Every culture has produced more artists and writers who, as a part of their times, produce work that serves to support the culture as it is. Great artists are iconoclasts that can be understood. While upending the status quo, they do it in such a way that the can be at least understood, maybe even appreciated even by those who are culturally conservative. All art should at least entertain. Entertainment is a diversion. It takes one's focus away from one's general concerns and for some measurable amount of time rivets it to itself. According to reports, Horror movies are currently providing the biggest box office. I suppose that if one is willing to suspend belief, then sitting in a darkened theater, a good horror movie could cause one to forget the threats of terrorism, war, economic woes, etc. That's what entertainment does; it takes one out of one's own preoccupations for at least a moment. It is a kind of a rest or break and that's refreshing. Entertainment comes in many forms, including puzzles, sports, watching children or animals, concerts, movies and of course, fine art. Although gallery show openings can be entertaining, sometimes it seems people are more entertained by each other than by the art. Generally we chose to be entertained. We chose to focus our attention. Sometimes our attention is drawn and captured. Some of the greatest paintings ever demand one's attention when personally viewed. Wandering through MoMA, I watch as people try to move through certain galleries on their way to an exhibit. Certain paintings grab museum visitors' attention, even briefly, no matter how familiar they are with the works. They sort of startle one all over again. They have that kind of energy and presence. Charisma. Many of these paintings were even controversial in their day. Although Picasso's Les Demoiselles d'Avignon is not something I would wish to hang in my bedroom, even if I could afford the original, still it is very difficult just to plod on past it. Van Gogh's Starry Night almost always has a small group collected around them, while other fine (but not as arresting) paintings are often ignored.
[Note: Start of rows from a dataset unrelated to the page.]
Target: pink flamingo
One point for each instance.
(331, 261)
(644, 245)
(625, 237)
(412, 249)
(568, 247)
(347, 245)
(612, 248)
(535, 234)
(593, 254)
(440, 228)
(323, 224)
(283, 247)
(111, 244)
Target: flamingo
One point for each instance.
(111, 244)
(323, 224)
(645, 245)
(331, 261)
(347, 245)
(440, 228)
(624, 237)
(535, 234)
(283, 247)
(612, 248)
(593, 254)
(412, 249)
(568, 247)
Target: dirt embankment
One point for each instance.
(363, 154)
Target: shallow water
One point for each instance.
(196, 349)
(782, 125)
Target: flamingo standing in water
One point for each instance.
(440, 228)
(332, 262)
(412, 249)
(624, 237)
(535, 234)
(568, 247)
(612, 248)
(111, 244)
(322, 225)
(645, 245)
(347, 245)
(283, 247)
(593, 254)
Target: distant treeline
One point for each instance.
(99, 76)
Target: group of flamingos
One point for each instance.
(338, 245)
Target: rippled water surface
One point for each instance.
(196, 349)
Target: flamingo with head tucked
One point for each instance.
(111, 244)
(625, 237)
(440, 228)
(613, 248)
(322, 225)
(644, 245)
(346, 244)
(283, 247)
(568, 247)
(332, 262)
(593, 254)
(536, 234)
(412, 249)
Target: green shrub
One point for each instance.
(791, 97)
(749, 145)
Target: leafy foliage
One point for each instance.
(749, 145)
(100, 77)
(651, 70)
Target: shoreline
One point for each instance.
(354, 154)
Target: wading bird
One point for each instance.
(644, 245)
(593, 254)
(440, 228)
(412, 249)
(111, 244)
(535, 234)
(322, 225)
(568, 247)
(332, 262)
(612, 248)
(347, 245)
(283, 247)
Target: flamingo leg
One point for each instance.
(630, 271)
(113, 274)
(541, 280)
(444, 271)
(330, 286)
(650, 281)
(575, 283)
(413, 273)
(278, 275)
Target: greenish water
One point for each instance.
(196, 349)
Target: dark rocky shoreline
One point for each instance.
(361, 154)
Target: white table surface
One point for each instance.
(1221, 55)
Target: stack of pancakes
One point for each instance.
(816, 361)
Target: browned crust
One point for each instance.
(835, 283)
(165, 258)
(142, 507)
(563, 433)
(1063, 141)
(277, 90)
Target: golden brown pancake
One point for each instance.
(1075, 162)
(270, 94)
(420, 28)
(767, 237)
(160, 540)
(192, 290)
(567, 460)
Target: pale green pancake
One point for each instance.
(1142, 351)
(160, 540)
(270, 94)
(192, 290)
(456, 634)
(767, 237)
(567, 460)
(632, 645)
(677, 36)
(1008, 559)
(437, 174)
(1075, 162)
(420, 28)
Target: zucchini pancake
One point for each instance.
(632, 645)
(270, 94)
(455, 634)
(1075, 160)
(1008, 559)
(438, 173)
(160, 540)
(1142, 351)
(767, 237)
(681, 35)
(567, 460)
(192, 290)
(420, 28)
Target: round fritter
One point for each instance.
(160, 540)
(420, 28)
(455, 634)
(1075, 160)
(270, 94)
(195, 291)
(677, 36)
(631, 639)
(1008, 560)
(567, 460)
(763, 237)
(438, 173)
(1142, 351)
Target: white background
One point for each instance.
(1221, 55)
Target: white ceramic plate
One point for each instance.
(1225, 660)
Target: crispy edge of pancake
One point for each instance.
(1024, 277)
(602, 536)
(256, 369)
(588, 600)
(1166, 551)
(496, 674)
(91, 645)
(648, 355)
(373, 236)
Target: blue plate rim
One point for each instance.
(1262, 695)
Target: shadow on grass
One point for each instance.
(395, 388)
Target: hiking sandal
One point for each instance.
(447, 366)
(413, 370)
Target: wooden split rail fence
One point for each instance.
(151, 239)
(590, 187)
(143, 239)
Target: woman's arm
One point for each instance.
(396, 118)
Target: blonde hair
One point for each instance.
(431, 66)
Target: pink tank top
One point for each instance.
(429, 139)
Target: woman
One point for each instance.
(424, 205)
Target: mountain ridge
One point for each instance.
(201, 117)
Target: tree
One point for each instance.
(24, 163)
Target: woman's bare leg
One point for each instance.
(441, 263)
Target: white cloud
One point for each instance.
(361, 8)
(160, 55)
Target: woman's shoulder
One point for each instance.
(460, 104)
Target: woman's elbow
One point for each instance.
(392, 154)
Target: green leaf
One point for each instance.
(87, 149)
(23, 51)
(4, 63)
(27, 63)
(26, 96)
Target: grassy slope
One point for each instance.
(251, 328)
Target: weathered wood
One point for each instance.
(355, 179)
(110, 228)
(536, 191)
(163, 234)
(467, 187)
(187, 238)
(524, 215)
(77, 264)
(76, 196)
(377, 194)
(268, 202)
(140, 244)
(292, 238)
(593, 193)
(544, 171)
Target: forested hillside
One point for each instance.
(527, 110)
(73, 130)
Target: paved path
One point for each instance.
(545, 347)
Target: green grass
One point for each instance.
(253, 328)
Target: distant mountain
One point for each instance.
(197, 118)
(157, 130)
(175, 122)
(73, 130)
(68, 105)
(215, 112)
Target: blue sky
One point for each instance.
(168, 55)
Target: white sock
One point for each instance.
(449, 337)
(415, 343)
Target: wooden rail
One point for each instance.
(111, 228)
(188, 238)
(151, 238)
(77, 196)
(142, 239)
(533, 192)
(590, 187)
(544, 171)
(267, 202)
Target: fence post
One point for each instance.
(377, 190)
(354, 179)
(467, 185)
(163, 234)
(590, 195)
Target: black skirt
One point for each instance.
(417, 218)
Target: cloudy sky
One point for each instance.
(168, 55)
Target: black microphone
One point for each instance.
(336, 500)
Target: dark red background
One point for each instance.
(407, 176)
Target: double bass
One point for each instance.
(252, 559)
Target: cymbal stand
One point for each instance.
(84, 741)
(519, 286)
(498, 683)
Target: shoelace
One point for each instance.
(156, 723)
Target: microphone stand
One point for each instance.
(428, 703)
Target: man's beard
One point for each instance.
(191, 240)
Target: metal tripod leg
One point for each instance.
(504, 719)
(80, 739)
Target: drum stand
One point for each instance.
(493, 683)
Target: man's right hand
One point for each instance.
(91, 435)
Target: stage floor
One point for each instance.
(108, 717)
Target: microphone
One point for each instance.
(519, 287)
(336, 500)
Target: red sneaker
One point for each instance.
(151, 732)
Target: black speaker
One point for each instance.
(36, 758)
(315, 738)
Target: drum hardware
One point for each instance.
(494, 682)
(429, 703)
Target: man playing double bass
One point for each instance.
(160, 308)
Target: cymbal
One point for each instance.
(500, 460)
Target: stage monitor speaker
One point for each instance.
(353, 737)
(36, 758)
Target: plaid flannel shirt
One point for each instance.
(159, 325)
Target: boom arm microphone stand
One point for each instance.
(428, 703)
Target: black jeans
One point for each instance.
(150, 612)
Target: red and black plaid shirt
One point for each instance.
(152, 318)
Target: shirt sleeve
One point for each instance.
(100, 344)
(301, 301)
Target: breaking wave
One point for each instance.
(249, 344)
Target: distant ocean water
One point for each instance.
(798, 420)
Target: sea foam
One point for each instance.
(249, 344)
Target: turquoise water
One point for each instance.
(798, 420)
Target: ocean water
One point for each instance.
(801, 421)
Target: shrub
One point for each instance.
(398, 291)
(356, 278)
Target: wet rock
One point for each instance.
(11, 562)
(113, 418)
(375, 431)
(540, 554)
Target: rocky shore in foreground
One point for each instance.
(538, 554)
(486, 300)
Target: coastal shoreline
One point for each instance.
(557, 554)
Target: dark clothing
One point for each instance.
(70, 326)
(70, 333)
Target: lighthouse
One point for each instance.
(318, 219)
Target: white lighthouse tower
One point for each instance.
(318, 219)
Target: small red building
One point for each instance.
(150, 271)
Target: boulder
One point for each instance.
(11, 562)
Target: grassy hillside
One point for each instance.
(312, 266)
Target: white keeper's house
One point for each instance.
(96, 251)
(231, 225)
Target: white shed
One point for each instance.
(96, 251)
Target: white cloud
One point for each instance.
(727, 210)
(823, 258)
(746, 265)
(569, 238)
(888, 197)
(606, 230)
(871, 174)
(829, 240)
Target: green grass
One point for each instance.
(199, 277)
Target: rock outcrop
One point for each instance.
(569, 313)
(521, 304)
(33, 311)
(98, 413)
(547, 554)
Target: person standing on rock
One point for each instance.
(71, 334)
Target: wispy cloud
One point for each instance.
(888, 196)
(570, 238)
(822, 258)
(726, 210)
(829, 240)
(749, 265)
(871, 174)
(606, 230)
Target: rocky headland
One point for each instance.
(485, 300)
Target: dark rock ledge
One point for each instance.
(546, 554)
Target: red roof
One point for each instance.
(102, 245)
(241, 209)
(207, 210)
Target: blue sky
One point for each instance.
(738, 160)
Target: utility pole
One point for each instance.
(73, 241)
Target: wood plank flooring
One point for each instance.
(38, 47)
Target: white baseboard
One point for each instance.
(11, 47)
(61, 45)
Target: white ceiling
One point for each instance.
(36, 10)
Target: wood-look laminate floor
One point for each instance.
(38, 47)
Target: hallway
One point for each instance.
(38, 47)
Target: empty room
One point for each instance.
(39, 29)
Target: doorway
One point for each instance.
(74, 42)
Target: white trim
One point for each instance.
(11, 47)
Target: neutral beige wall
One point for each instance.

Why? Great works of art reach across space (hence time), communicate profoundly and change our world view. They allow us the privilege of seeing through another's eyes – a true form of intimacy. When the eyes we are permitted to see through are wise about their subject, whatever the subject, we perceive it as great art.
Great paintings seem to always embody a dichotomy of opposites into a unity. As such they mirror life, which can hold the searing grief of the loss of a beloved close relative along with the joy and wonder of seeing one's own baby grandchild at a funeral reception. For example, the dichotomy of the in-your-face bravado along side the pain and fearful hiding behind a mask of the Les Demoiselles d'Avignon . Picasso understood these prostitutes, and through his eyes we come to know them too. His depiction of their bodies is fractured, angular, hard yet naked and vulnerable, depicting their essential selves.
Recently, I went to the Fred Tomaselli show at the James Cohan Gallery in Manhattan's downtown Chelsea district. There are a few wonderful shows of currently in the area, such as Matthew Ritchie at Andrea Rosen and Elizabeth Murray at Pace Wildenstein. Other shows might be worthy of a blog, too.
The first time I encountered Fred Tomaselli's work, it was through a middle size photo in art magazine. I thought he was very clever but fell more into design than art. Glorious and fun design for sure. Have I mentioned that I make mistakes? OK, we can let me slightly off the hook in that the size of the photo did not do that painting justice.
Fred Tomaselli creates grand worlds within worlds. He reaches beneath the beauty of an image to suggest many layers of meaning that add up to form its reality. His textures of images and nuances are fascinating. He creates wondrous dichotomies through the juxtaposition of collaged images and we see a larger realty that seems to be beautiful, until we begin to explore the tiny images that form that reality. Fred Tomaselli captures a special dichotomy that glitters with meaning, both glorious and horrific.
Tomaselli is also at times a spiritual or religious painter. Many of his overall images (created by tiny other images) deal with the creation story of Adam and Eve and Judeo-Christian symbology. In contemporary art Fred Tomaselli's work, along with Chuck Close's helped artistically inspire my work, which in its own way also deals with the small symbols of reality making up a whole. The glass is always full if we learn how to focus on the true reality.